After one of the speediest political rises in recent history, David Cameron has been elected as the fourth opposition leader to tackle that task since John Major was defeated in 1997.
Cameron plans to be different
None of them managed to make the longed-for breakthrough but Tory members and MPs believe they are onto something new and different with Mr Cameron.
After starting the contest from virtually nowhere, and with little parliamentary experience under his belt, Mr Cameron raced past all comers, including the original favourite, David Davis, to a decisive victory by more than two to one.
And it is the size of the victory, far more than the victory itself, that has given him a greater opportunity than any of his predecessors in opposition to complete his task.
Not only did he win with the overwhelming support of grassroots Tories, but he has a similar level of support on his backbenches in the Commons.
Quality of life
And that gives him a powerful mandate to do with the opposition pretty much whatever he likes.
And what he appears to like is a leftish "modern, compassionate Conservatism" - the first leader to be selected from that wing of the party.
He started to map out the direction he intends to lead the opposition during his acceptance speech, talking in broad terms about changing the way the Tory party looks, feels, thinks and behaves.
Cameron raced past former favourite
In specifics, he spoke about more women and non-white male candidates and an end to the "Punch and Judy" politics with all the jeering and name calling that goes with it.
Once again he promised to support the government if he agreed with it, and not, presumably, just as a tactic to further isolate Tony Blair from his restless backbenchers - although it may well have that effect.
He also highlighted specific areas for action on areas from public service reform to improving the quality of life.
He symbolically moved on from Thatcherism by declaring there WAS such a thing as society, "it's just not the same thing as the state".

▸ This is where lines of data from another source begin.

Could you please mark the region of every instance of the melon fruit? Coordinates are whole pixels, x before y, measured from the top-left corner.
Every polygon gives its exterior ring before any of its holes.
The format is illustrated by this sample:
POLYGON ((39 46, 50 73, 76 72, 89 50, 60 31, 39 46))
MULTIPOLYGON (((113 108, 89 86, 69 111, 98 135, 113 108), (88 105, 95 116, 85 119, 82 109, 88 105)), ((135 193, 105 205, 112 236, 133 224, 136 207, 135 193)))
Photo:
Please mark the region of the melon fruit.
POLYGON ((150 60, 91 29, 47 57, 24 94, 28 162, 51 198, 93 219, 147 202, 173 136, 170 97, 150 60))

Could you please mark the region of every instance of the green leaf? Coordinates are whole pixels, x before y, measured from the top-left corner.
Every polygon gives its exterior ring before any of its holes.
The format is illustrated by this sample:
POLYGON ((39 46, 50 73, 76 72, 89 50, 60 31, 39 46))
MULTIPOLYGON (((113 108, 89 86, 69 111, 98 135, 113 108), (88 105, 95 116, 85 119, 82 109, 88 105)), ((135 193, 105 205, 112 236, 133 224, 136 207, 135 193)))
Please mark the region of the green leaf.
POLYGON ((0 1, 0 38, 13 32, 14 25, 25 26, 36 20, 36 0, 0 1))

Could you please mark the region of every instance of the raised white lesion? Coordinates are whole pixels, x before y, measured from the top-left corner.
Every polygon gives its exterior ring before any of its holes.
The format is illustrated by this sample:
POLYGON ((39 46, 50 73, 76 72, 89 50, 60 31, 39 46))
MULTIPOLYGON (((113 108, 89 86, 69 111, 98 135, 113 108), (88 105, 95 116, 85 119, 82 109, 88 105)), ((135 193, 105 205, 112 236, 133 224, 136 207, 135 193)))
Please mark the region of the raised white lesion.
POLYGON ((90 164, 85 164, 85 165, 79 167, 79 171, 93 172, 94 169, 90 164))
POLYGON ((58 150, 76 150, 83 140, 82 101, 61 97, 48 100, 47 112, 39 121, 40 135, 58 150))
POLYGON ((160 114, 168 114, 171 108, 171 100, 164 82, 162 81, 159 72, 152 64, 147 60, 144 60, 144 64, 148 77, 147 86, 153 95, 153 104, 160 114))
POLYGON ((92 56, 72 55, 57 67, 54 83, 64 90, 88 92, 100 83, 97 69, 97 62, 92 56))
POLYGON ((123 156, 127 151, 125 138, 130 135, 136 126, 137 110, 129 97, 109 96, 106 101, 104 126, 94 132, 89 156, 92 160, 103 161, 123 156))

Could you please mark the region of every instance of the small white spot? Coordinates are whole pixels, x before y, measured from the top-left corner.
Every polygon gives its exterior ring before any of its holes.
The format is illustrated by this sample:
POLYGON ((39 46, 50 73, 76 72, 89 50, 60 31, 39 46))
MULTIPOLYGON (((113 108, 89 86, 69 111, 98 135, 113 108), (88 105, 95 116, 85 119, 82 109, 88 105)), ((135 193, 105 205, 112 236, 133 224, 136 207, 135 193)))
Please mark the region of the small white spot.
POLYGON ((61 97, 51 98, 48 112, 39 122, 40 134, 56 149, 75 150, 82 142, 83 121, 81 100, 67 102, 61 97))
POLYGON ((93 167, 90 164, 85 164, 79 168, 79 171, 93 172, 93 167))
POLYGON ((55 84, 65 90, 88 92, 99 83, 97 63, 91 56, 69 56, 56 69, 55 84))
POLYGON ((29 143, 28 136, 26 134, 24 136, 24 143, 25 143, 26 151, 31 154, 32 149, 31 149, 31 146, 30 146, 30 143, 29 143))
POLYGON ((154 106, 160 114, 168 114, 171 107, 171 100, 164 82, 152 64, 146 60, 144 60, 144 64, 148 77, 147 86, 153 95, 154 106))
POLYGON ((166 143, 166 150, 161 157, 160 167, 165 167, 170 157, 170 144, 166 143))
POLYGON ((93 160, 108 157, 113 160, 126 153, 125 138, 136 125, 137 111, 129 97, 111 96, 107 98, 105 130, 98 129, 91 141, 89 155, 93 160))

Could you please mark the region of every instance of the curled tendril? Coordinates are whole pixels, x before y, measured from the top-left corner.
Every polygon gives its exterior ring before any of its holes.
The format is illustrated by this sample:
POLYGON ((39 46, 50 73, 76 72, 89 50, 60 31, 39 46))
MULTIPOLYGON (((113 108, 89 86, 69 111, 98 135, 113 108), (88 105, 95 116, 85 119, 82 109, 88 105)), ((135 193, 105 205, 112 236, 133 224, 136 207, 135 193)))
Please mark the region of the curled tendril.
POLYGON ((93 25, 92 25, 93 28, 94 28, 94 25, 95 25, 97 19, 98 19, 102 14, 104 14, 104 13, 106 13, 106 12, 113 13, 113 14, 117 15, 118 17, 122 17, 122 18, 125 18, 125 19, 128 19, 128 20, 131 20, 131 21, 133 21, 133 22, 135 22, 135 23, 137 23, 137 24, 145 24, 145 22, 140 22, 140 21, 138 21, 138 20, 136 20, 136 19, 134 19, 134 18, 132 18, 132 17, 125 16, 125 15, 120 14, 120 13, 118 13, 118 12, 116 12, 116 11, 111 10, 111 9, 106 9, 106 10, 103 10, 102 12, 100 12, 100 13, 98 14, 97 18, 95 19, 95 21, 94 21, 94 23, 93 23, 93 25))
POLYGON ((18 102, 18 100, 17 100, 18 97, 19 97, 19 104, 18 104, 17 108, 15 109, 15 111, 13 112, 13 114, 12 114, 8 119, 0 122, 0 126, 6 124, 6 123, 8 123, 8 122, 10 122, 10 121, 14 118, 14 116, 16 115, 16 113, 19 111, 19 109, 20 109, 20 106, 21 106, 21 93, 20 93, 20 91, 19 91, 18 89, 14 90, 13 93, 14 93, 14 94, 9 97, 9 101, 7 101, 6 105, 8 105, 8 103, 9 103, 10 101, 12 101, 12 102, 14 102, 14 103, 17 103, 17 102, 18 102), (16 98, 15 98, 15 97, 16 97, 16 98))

That is Labour's mistake, he implied, believing the state could provide the services and society Britain needs and deserves.
And he offered a couple of hints on policies such as making police chiefs accountable and offering a national school leavers' service.
Cameron expects to face Brown at election
But the biggest thing he appears to offer the Tories, and the thing that seems to have shot him to the top job, is a belief they have the sort of modern, in-touch, pragmatic and charismatic leader that did such wonders for New Labour.
He dismisses the "Blair lite" tag, with good reason as he believes the prime minister's era is over.
Instead, he expects to be facing Gordon Brown in the run up to the general election in around four years' time.
And, as he said himself, he believes there is "something in the air" this time which will pilot him into 10 Downing Street.
And it may well be that the political tectonic plates are moving, that voters are ready to look away from Labour and, finally back towards the Tories.
If he has come into office when the political stars are aligned just right, and he is canny enough to follow the destiny they offer him, he might just pull it off.
For now, however, he faces the nerve-wracking prospect of his first prime minister's question time on Wednesday - although his MPs will give him some leeway for a couple of weeks or so on that one.
And he will have to get on with forging a shadow cabinet in his own image and forging some distinctive policies to regain the vital middle ground which the Tories have lost to New Labour.